Tue, 19 Feb 2002

Railroad to return to normal by Tuesday

The Jakarta Post Jakarta

The state-owned rail company, PT Kereta Api Indonesian (KAI), had completed on Monday more than 60 percent of the repair work on damaged tracks in Batang regency, Central Java, officials said.

The main Jakarta-Semarang-Surabaya railroad along the north coast of Central Java is expected to begin returning to normal by not later than Tuesday evening, they added.

"If there is no more rain tonight (Monday night), the repair work will be completed tomorrow (Tuesday)," Makbul Sujudi, head of KAI operations region IV in Semarang, said at Kuripan railway station in Batang.

However, the newly-appointed KAI president director Omar Berto said that it would take at least three days counting from Monday to repair the tracks seriously damaged by the flash floods which were triggered by torrential rains on Saturday and Sunday.

He said his men had been working hard to build emergency bridges to replace the collapsed ones so that trains would be able to resume serving the north coast line from Surabaya to Jakarta and vice versa.

KAI Head of Human Relations Gatot Wibowo said the damage to the tracks had caused potential losses of Rp 3.5 billion to the company as all traffic on the line had been halted since Sunday night.

With a two-kilometer section of track having been cut, all executive and economy class trains serving the Jakarta-Semarang- Surabaya route, which runs along the north coast, had to be rerouted to the south coast line via Tegal, Prupuk, Purwokerto and Yogyakarta.

Makbul said the flash floods swept away the soil in at least 15 locations in Batang, leaving the 25-meter long track hanging between four and five meters above the ground.

The most serious damage to the tracks was found between two bridges over the Kali Urang and Kali Boyo rivers, where pillars supporting the tracks collapsed after being swept away by the floods, he said.

Meanwhile, the KAI director of operations region III in Cirebon, Bidjak Filasdjati, and the station master of the city's railway station, Suhartono, said all trains that were rerouted to the north coast line arrived in Surabaya or Jakarta around six hours behind schedule.

Bidjak denied that the business class Cirebon Express from Cirebon to Jakarta had been canceled.

He said his office has anticipated possible damage to the railroad in Cirebon caused by the continuing rains and flooding in West Java.

In Surabaya, the Argobromo and Gumarang trains from the nation's second biggest city to Jakarta, which run along the north coast line, were canceled to reduce traffic congestion on the south coast line.

"The north coast line has not been reopened yet.

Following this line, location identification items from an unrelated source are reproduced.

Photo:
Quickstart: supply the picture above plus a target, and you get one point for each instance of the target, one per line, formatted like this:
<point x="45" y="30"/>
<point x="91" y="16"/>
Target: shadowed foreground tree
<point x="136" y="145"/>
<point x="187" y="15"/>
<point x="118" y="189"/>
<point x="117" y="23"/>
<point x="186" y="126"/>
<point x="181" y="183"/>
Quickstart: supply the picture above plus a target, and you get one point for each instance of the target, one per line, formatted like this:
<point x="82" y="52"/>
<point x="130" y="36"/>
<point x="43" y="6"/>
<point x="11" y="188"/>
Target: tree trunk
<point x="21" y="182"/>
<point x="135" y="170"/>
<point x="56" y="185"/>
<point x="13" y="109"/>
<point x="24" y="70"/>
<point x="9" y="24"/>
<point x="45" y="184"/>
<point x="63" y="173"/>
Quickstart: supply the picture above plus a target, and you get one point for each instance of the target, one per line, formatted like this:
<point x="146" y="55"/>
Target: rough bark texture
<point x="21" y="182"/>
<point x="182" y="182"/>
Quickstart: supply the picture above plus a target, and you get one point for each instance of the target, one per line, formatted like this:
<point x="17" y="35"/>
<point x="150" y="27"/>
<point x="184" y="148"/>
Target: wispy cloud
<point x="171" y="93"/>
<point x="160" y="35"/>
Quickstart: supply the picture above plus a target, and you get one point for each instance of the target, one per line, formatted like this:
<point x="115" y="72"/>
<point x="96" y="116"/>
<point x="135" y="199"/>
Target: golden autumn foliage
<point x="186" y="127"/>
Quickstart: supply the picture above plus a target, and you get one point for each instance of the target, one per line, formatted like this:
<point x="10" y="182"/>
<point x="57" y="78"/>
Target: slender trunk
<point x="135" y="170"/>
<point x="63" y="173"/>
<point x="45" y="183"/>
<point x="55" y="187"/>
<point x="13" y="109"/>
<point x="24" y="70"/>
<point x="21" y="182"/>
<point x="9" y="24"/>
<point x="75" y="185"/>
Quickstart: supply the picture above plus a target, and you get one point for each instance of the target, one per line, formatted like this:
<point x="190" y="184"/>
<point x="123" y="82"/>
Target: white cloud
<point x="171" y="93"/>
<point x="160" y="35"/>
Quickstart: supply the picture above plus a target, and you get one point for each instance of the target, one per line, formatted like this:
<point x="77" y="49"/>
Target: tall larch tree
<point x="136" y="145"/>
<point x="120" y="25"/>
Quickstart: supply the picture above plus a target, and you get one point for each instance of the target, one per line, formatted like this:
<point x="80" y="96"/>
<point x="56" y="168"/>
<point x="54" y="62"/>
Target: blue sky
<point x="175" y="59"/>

To reduce the congestion on the south coast line, we are reducing the frequency of train departures," the KAI head of operations region VIII in Surabaya, Sudarsono, said.

"We are transferring prospective passengers of the Argobromo to the Argo Angrek to take them to Jakarta, while those from the Gumarang have been transferred to the Sembrani serving the same destination," he said.

With the cancellation of the Argobromo and Gumarang trains, there are only three trains now traveling from Surabaya to Jakarta -- the Kertajaya, Argo Anggrek and Sembrani -- via the south coast line.

Meanwhile, a 65-member joint search and rescue team was combing the flood-hit areas in Batang on Monday to look for three missing victims who were washed away by the floodwaters.

"The joint team is continuing to search for the victims who were swept away by the floods," Batang Police chief Adj. Sr. Comr. Edy Setjo said.

The three victims were residents of Pemalang town in Central Java, and were washed away on Sunday along with their Isuzu Panther van at Adinuso village in Subah. They have been named as Lim Eng Hie, 50, Lin Cou Hua, 53, and Engkong, 80.

The driver of the van survived.

The body of another passenger -- identified as 50-year old Sin Yot -- has been found.